The ratio of vertebral body volume at the last follow-up to vertebral volume before surgery (Pv) was estimated as follows:

  1. 1.

    \({\text{Pv}} = \frac{{{\text{VBW}}_{{{\text{pre-op}}}} \times {\text{VBH}}_{{{\text{pre-op}}}} \times {\text{VBL}}_{{{\text{pre-op}}}} }}{{{\text{VBW}}_{{{\text{LF}}}} \times {\text{VBH}}_{{{\text{LF}}}} \times {\text{VBL}}_{{{\text{LF}}}} }}\)

    (Preop: preoperative; LF: last follow-up).

The ratio of the spinal canal area at the last follow-up to the preoperative spinal canal area (Pa) was estimated as follows:

  1. 2.

    \({\text{Pa}} = \frac{{{\text{CAP}}_{{{\text{pre-op}}}} \times {\text{CLAT}}_{{{\text{pre-op}}}} }}{{{\text{CAP}}_{{{\text{LF}}}} \times {\text{CLAT}}_{{{\text{LF}}}} }}\)

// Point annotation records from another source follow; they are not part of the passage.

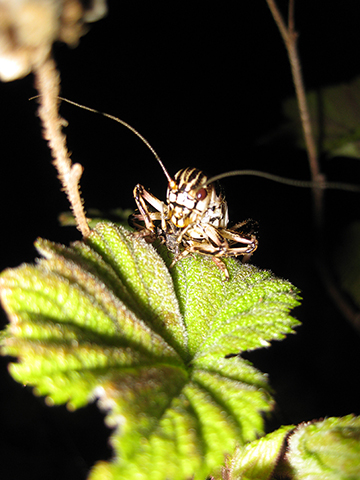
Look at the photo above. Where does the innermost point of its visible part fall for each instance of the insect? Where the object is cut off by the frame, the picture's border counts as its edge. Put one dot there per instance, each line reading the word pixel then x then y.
pixel 194 219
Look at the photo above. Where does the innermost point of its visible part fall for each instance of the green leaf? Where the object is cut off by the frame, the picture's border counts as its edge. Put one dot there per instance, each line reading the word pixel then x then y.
pixel 335 118
pixel 257 460
pixel 103 319
pixel 329 449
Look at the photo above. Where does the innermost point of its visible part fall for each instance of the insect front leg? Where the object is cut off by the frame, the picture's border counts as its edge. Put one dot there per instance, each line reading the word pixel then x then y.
pixel 142 198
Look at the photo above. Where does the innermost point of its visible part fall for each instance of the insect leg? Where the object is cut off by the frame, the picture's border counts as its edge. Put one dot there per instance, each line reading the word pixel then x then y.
pixel 142 196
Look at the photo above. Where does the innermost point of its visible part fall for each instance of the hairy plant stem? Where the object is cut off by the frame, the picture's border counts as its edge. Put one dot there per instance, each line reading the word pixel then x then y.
pixel 289 36
pixel 47 82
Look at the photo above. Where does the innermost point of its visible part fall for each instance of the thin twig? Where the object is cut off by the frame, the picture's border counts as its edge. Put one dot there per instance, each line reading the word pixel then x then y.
pixel 289 36
pixel 47 80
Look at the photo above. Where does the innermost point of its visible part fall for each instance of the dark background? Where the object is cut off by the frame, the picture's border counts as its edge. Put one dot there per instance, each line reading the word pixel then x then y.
pixel 204 83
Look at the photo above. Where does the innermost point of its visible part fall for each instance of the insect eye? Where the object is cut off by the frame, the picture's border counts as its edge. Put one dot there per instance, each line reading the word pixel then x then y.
pixel 201 194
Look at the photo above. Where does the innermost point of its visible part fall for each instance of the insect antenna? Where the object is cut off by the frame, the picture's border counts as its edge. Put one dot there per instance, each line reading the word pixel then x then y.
pixel 132 129
pixel 287 181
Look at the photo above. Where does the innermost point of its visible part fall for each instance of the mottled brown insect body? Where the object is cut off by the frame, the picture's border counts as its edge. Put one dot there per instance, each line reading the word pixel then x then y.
pixel 194 219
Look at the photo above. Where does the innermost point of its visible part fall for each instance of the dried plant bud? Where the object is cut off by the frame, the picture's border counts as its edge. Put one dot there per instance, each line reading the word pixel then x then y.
pixel 28 29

    (Preop: preoperative; LF: last follow-up).

Statistical analysis

Data analysis was performed using the SPSS 22.0 software package (IBM Corporation, USA). Paired sample t tests were used to compare preoperative, postoperative, and last follow-up data for corrective surgery-related information (segmental scoliosis angle, compensatory curve angle, CBD, VSA, LK, TL, LL, UIV tilt, LIV tilt). Paired sample t tests were also used to compare vertebral body development-related information (VBH, VBW, VBL, CLAT, CAP) between preoperative and last follow-up data. One-way ANOVA was used to compare differences in estimated Pv and Pa values between different vertebrae. Differences were considered statistically significant at a level of a < 0.05.

Ethical approval

We confirm that all methods were carried out in accordance with the Declaration of Helsinki and its later amendments, and all protocols were approved by the Ethics Committee of Xiangya Hospital of Central South University (ethics approval number: 201703359). We confirm that written informed consent was obtained from all subjects.